Recent Advancements in Computer Vision

Source: Deep Learning on Medium

I have already explored a Deep Learning application, namely sentiment analysis, related to natural language and comprehension of it in my previous and first blog post, so I turned my focus to the other major application of Deep Learning, which is Computer Vision.

What is Computer Vision?

Computer vision is the subset of Deep Learning that deals with giving computers the ability to cognitively perceive the world around them. Computer vision is primarily used in cars that have any kind of auto-drive features, and most recently, in the Google Lens, which can identify objects and items and allow you to copy and paste text from the real world. Amazon is currently in the process of releasing the Echo Look, a device that scans you and your clothes and makes recommendations about your outfit. Typical computer vision problems include object detection and image classification, and all of these applications are implementations of these 2 fundamental features.

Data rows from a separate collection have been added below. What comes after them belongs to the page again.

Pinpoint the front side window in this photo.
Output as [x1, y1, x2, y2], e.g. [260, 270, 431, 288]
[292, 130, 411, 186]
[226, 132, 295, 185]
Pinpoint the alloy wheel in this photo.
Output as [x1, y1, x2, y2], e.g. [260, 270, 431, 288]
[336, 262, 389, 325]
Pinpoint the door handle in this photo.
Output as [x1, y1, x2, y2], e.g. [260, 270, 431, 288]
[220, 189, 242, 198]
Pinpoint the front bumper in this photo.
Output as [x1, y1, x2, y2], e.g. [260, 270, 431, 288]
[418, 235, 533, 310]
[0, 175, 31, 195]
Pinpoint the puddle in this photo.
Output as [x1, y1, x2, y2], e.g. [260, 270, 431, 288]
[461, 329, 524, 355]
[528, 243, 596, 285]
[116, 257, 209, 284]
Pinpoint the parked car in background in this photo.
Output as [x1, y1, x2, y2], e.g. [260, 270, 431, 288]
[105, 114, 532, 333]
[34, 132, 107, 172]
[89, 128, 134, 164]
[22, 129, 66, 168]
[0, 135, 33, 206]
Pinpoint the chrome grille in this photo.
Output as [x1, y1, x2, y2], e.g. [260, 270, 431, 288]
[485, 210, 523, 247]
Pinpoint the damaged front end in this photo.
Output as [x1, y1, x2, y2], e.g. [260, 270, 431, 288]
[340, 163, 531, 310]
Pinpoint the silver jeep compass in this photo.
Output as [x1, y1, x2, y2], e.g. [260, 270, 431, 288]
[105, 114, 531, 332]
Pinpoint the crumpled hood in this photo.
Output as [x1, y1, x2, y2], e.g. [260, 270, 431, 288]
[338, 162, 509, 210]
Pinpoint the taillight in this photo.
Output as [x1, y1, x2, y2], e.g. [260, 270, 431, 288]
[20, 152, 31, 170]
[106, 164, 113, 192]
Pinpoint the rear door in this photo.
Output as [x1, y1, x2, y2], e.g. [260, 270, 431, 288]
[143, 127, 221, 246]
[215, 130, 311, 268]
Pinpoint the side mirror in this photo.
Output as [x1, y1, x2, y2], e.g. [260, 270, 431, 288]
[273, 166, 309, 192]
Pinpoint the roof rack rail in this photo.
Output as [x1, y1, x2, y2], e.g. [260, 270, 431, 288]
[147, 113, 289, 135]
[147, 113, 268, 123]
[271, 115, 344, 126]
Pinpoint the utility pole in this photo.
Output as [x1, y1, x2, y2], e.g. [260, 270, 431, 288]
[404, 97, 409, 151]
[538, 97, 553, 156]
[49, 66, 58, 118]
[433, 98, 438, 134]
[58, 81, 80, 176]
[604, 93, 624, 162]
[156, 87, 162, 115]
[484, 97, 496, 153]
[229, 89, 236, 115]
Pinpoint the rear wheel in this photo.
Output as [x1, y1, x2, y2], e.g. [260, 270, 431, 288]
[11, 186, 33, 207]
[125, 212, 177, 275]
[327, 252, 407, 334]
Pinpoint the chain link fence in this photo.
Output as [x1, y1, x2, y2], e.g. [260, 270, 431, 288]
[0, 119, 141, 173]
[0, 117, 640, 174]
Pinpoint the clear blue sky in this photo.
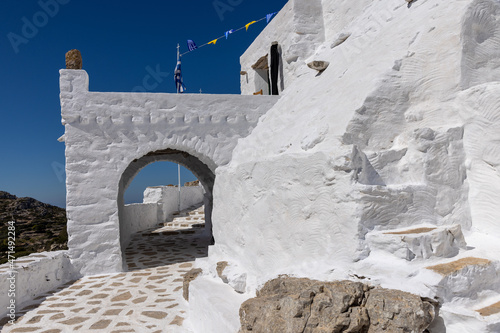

The Evolution of Computer Vision

The field of computer vision started out by applying hand crafted rules to pick out relevant information from images. These techniques, such as hand crafting stipulations, hand picked feature extraction and data augmentation are now referred to as traditional methods of solving computer vision problems. Traditional methods, however successful, were not very salable and had to be re-engineered to introduce a new scope of items. However, competitions such as the ILSVRC pushed programmers to come up with new innovations to solve the problem of image classification. Below is the timeline of the evolution of Computer Vision and Conv-Nets

2012: AlexNet, The Birth of Modern Computer Vision:

AlexNet won the ILSVRC 2012 by a large margin compared to more traditional methods.

Key Features:

  • Used Data Augmentation, the ReLU activation function, dropout, and GPU implementation
  • Used Overlap Pooling to reduce the model complexity
  • Proved the value of Convolutional Neural Networks


  • 5 Convolution Layers
  • Overlap Pooling Layers
  • 3 Fully Connected (Dense) Layers
AlexNet (Source: Coinmonks)

Accuracy: 82%

2013: ZFNet

ZFNet won the ILSVRC 2013 using a modification upon the AlexNet

Key Features:

  • Changed the first convolution layer in the AlexNet from a 11 x 11 convolution to a 7 x 7 convolution to retain more information
ZFNet (Source: Coinmonks)

Accuracy: 86%

2014: VGGNet, One of the Most Popular Conv Nets:

VGGNet replaced large level convolutions by stacking several small kernel convolutions.

Key Features:

  • 5 blocks, each block containing 2–4 3 x 3 convolutions with a stride and padding of 1, and a 2 x 2 max pooling with a stride of 2.
  • A little over 0.5 GB
Different VGG Layer Structures (Source: Coinmonks)

Accuracy: 90%

2014: Inception, or GoogLeNet, Winner of ILSVRC 2014

The inception model addressed the problem of overfitting that came along with deeper convolution models. It also removes the challenge of choosing the correct kernel size by including multiple different kernels.

(Source: Inception v1)

Key Features:

  • Instead of stacking multiple convolution layers with different kernel sizes, the inception net concatenates multiple different kernel convolutions
  • To deal with the inconsistencies in the tensor shapes, uses 1×1 convolutions to combine the different convolutions
  • To prevent the middle of the model from “dying out”, added auxiliary losses in 2 different parts of the model and added their weighted sum to the final loss
  • Inception v2 and v3 replaced the 5 x 5 convolutions with a factorized convolution by 1 x 5 then 5 x 1 kernels.
GoogLeNet. The orange box is the stem, which has some preliminary convolutions. The purple boxes are auxiliary classifiers. The wide parts are the inception modules. (Source: Inception v1)

2015: ResNet:

A model that consisted of stacked residual blocks. Below is the basic representation of the residual block:

Credit: Vincent Fung

Key Features:

  • Replaces model size and complexity substantially
  • Residual block contains 2 conv layers followed by an addition of the original input to the output
  • This addition allowed the model to learn an identity function easily.
  • Much deeper than preceding model architectures
Credit: Vincent Fung

Accuracy: 96.3%

2015: Inception — ResNet: The Hybrid Network

Based on the success of the ResNet and the Inception Net, both models were combined to make a hybrid network with the advantages of both models

The top image is the stem of Inception-ResNet v1. The bottom image is the stem of Inception v4 and Inception-ResNet v2. (Source: Inception v4)

Key Features:

  • 3 different blocks of convolutions (A, B, C)
  • Added the residual block from ResNet
  • Scaled activations on the convolutions to prevent the network from dying
The top image is the layout of Inception v4. The bottom image is the layout of Inception-ResNet. (Source: Inception v4)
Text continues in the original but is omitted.